Human-level AI is not inevitable. We have the power to change course
“Technology happens because it is possible,” OpenAI CEO, Sam Altman, told the New York Times in 2019, consciously paraphrasing Robert Oppenheimer, the father of the atomic bomb.
Altman captures a Silicon Valley mantra: technology marches forward inexorably.
Another widespread techie conviction is that the first human-level AI – also known as artificial general intelligence (AGI) – will lead to one of two futures: a post-scarcity techno-utopia or the annihilation of humanity.
For countless other species, the arrival of humans spelled doom. We weren’t tougher, faster or stronger – just smarter and better coordinated. In many cases, extinction was an accidental byproduct of some other goal we had. A true AGI would amount to creating a new species, which might quickly outsmart or outnumber us. It could see humanity as a minor obstacle, like an anthill in the way of a planned hydroelectric dam, or a resource to exploit, like the billions of animals confined in factory farms.
Altman, along with the heads of the other top AI labs, believes that AI-driven extinction is a real possibility (joining hundreds of leading AI researchers and prominent figures).
Given all this, it’s natural to ask: should we really try to build a technology that may kill us all if it goes wrong?

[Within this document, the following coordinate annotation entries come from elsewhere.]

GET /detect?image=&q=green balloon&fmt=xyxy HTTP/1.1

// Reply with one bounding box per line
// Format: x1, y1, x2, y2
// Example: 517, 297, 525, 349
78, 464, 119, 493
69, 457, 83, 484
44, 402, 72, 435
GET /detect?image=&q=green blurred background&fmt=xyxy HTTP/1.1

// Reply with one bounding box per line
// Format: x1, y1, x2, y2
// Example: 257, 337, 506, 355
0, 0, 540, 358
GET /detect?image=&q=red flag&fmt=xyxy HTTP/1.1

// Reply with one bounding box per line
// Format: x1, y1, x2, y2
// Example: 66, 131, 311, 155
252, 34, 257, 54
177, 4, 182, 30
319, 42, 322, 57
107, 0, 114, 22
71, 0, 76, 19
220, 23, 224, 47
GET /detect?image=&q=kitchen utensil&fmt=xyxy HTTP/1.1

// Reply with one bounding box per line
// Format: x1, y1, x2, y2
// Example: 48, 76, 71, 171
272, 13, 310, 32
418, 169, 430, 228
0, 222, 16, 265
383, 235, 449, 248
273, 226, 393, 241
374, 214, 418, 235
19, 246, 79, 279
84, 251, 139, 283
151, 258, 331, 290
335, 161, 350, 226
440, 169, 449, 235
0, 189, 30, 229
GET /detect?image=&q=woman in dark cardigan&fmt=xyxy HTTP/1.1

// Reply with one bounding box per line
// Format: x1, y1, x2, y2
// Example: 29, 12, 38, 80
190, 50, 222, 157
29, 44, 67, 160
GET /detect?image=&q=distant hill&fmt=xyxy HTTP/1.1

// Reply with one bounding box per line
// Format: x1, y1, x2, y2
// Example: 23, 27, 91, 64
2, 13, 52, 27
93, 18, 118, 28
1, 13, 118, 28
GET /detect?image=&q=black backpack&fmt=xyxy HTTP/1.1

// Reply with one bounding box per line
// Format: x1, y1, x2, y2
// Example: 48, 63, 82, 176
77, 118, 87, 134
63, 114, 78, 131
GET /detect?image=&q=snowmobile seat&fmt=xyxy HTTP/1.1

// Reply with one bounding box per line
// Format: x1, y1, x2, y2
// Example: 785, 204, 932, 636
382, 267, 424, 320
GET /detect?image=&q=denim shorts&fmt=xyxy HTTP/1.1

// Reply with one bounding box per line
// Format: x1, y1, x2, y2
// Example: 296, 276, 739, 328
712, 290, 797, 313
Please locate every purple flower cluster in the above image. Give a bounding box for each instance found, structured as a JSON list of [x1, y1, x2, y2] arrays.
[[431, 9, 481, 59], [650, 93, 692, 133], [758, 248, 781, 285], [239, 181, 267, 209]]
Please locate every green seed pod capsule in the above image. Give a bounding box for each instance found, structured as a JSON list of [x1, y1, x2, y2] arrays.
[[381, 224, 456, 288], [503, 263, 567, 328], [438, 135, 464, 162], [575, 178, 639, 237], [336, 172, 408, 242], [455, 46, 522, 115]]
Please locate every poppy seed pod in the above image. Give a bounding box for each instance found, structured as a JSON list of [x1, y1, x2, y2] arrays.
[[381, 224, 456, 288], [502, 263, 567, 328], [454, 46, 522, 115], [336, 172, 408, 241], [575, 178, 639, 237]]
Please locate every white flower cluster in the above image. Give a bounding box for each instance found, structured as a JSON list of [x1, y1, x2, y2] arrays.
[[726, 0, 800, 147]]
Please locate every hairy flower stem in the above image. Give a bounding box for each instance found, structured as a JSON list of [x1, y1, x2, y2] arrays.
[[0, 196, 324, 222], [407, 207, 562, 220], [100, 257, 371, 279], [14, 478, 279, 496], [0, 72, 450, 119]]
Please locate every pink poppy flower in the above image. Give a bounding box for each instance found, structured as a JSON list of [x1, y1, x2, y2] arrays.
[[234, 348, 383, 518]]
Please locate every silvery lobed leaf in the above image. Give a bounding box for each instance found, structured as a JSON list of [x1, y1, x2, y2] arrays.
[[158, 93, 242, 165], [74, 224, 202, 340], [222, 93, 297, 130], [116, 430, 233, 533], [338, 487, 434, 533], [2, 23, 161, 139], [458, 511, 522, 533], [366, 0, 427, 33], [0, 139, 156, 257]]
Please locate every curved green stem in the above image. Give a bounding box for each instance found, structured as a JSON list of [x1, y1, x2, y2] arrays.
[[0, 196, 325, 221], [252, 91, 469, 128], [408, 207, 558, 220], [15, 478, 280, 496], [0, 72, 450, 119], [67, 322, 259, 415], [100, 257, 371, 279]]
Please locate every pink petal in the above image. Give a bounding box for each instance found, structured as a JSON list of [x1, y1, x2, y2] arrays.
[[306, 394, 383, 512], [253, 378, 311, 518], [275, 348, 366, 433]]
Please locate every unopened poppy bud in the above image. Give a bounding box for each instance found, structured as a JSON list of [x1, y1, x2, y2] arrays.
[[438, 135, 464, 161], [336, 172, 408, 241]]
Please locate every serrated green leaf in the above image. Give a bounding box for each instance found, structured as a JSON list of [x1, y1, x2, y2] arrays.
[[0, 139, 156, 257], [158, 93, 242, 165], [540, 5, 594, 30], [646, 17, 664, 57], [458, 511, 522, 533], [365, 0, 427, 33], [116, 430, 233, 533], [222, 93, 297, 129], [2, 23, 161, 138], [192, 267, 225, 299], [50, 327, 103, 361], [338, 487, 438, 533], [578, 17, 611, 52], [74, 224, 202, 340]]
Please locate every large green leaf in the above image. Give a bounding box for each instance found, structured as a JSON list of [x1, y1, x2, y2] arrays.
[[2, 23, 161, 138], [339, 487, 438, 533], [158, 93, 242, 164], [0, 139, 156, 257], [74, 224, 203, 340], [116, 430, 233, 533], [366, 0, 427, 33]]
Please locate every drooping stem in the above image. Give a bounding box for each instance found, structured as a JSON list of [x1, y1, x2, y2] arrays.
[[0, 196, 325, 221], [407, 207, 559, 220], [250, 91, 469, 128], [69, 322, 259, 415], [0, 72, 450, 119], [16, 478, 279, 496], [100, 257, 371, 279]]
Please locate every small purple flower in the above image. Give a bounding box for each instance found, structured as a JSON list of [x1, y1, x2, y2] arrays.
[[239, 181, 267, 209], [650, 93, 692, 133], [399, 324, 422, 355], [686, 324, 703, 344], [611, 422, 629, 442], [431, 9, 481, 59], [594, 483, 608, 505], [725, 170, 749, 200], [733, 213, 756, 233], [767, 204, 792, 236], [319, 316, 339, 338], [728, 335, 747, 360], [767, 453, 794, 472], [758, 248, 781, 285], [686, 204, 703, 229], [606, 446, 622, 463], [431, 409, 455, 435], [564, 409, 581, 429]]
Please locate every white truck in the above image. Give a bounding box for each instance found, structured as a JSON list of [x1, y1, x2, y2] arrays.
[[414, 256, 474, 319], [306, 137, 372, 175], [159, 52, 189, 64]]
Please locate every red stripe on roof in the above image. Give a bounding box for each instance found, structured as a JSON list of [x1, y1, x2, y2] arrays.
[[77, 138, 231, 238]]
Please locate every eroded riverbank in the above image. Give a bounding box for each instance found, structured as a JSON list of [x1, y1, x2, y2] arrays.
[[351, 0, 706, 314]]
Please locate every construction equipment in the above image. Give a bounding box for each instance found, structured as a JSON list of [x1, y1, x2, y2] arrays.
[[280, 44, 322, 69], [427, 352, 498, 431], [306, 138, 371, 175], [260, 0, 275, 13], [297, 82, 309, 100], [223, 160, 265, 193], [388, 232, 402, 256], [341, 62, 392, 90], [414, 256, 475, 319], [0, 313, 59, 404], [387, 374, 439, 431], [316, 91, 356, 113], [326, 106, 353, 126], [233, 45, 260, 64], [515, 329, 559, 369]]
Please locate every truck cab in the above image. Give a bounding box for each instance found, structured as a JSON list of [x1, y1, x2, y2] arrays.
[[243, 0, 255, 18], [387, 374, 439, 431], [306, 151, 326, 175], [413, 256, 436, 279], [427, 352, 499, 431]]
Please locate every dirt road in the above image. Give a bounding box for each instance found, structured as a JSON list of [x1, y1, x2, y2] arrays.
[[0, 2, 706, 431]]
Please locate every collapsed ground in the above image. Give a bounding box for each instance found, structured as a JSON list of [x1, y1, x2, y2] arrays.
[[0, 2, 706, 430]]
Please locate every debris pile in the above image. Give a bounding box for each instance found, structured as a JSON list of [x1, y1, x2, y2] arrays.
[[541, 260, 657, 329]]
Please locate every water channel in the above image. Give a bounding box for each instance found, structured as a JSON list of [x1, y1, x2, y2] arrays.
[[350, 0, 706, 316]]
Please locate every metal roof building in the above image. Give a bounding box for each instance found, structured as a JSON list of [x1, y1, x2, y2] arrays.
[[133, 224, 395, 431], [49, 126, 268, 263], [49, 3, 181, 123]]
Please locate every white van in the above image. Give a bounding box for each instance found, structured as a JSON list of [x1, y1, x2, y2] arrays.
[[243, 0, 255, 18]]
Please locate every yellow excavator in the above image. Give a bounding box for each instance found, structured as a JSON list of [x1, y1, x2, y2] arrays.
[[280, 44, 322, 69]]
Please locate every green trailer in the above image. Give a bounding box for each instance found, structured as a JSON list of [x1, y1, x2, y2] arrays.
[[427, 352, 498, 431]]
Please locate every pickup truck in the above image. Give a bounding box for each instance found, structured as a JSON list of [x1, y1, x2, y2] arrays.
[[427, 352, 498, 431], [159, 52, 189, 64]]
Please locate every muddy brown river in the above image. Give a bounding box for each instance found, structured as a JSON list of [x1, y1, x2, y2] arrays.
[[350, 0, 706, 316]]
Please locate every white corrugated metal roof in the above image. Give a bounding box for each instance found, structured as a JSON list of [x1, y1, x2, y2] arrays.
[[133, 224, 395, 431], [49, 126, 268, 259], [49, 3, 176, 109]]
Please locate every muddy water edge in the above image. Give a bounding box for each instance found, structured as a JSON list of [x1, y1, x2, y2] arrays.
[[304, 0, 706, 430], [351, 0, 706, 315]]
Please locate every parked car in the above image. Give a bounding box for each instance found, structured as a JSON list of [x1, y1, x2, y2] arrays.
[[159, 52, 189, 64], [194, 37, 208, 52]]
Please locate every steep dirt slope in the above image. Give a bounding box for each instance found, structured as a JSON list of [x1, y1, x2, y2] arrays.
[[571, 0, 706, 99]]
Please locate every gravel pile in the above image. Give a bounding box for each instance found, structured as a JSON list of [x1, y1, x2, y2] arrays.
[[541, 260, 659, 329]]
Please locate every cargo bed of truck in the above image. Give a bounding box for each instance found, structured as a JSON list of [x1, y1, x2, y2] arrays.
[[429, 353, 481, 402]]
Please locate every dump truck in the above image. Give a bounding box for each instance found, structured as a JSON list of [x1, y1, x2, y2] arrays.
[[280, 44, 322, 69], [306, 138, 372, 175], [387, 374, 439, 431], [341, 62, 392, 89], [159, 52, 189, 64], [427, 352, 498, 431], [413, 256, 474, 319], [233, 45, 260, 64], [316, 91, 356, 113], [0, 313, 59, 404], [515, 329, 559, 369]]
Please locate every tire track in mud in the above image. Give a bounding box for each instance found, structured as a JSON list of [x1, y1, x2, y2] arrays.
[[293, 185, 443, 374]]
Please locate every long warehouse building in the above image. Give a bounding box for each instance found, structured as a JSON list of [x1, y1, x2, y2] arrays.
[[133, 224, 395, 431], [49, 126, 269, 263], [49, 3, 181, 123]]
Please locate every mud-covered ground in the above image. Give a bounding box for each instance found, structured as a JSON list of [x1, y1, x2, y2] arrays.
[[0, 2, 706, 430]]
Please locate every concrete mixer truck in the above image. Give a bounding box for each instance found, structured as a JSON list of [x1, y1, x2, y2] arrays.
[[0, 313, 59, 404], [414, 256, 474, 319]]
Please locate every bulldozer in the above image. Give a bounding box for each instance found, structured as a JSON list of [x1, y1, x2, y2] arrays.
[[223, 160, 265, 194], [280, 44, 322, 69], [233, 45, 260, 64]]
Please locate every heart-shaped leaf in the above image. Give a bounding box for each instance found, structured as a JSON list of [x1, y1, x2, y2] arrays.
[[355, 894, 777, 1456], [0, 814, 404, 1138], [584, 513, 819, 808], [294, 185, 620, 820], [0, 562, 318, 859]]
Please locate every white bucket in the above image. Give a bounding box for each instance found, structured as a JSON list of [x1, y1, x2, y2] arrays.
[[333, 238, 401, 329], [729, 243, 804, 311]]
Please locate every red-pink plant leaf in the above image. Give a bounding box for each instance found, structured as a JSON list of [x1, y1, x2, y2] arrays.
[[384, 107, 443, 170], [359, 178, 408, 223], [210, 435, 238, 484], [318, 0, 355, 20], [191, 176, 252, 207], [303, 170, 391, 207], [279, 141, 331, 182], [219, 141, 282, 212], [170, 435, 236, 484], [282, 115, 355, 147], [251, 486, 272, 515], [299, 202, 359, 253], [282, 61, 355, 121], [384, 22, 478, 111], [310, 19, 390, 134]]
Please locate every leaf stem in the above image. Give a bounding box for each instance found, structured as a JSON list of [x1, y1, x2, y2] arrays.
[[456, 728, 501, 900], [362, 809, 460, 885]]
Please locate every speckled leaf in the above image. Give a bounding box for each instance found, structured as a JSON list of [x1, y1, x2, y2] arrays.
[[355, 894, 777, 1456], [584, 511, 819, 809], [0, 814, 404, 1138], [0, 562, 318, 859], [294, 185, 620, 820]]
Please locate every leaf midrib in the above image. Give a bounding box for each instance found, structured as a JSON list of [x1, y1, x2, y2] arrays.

Perhaps the most common reply says: AGI is inevitable. It’s just too useful not to build. After all, AGI would be the ultimate technology – what a colleague of Alan Turing called “the last invention that man need ever make”. Besides, the reasoning goes within AI labs, if we don’t, someone else will do it – less responsibly, of course.
A new ideology out of Silicon Valley, effective accelerationism (e/acc), claims that AGI’s inevitability is a consequence of the second law of thermodynamics and that its engine is “technocapital”. The e/acc manifesto asserts: “This engine cannot be stopped. The ratchet of progress only ever turns in one direction. Going back is not an option.”
For Altman and e/accs, technology takes on a mystical quality – the march of invention is treated as a fact of nature. But it’s not. Technology is the product of deliberate human choices, motivated by myriad powerful forces. We have the agency to shape those forces, and history shows that we’ve done it before.
No technology is inevitable, not even something as tempting as AGI.
Some AI worriers like to point out the times humanity resisted and restrained valuable technologies.
Fearing novel risks, biologists initially banned and then successfully regulated experiments on recombinant DNA in the 1970s.